The PAL normal makes use of phase-alternating line encoding to place colour info into analog tv indicators — equal to NTSC within the US or SECAM in France. Luminance and chrominance are bundled collectively right into a single sign, transmitted on this case down a single wire to a appropriate TV’s RCA jack — offering a full-color picture on the receiving finish.

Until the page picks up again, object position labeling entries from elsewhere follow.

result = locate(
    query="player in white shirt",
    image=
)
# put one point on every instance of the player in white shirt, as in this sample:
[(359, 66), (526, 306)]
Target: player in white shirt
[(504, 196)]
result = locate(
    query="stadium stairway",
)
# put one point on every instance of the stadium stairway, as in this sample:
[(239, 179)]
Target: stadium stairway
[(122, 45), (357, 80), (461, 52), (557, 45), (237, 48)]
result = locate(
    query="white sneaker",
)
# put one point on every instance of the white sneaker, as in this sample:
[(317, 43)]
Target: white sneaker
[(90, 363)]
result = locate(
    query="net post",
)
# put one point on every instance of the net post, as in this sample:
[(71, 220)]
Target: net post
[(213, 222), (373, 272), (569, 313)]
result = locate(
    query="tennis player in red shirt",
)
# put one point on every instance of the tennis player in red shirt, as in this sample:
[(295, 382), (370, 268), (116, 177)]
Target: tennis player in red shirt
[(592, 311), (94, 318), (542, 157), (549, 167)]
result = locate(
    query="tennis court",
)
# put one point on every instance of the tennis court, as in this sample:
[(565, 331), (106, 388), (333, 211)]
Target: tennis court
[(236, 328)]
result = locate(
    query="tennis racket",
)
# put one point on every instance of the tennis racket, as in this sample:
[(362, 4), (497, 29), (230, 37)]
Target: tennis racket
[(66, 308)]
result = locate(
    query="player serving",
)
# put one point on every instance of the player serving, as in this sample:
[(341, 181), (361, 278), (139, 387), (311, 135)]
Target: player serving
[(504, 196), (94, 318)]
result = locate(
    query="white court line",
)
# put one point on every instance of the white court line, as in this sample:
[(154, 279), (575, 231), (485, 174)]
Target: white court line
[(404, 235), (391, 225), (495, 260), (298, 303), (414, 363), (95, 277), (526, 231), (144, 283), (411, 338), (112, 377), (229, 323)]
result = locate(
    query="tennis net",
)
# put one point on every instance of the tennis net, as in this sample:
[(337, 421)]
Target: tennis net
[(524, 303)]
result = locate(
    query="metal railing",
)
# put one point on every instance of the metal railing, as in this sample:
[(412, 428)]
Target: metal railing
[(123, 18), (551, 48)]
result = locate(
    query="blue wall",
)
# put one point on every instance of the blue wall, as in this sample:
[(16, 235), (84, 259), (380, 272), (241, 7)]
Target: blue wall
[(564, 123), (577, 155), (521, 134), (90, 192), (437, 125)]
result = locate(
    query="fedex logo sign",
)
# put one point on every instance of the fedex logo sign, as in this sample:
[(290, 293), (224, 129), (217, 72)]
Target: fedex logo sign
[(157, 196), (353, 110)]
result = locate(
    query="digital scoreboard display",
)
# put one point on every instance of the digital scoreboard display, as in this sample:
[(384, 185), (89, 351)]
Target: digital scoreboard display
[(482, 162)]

Getting a composite video output from a microcontroller is fairly straightforward, in case you’re not too fussy about it being in black and white. Including colour will be extra of a problem, as Fred’s work exhibits — and doing it utilizing the PIO blocks of the RP2040, which permit the consumer to create state machines that run independently of the microcontrollers two Arm cores, is tough work, which is why Fred discovered the challenge useless within the water till the microcontroller was overclocked to a formidable 241 p.c of its inventory clock.
The challenge wants solely a resistor ladder, appearing as a digital-to-analog converter, plus a robust-enough RP2040 board. (📷: guruofthree)
“I consider I’ve partially damaged not less than one RP2040 engaged on this,” Fred admits. “It now not registers when plugged into some computer systems and the GPIO [General-Purpose Input/Output pins] appears to have 5V popping out. As for my particular {hardware}, I’ve used each a Pimoroni Tiny2040 and an everyday [Raspberry Pi] Pico, [and] I’ve constructed two totally different easy (learn: much less exact) resistor DACs.
“I am tremendous happy with the entire thing. It feels prefer it’s been a private tour de power of a dozen issues, not restricted to the PIO, DMA, reminiscence structure, PAL, timings, and pointers…”
Anybody trying to observe in Fred’s footsteps, and with a PAL-compatible show machine, can discover the supply code and demos on GitHub underneath the permissive MIT license.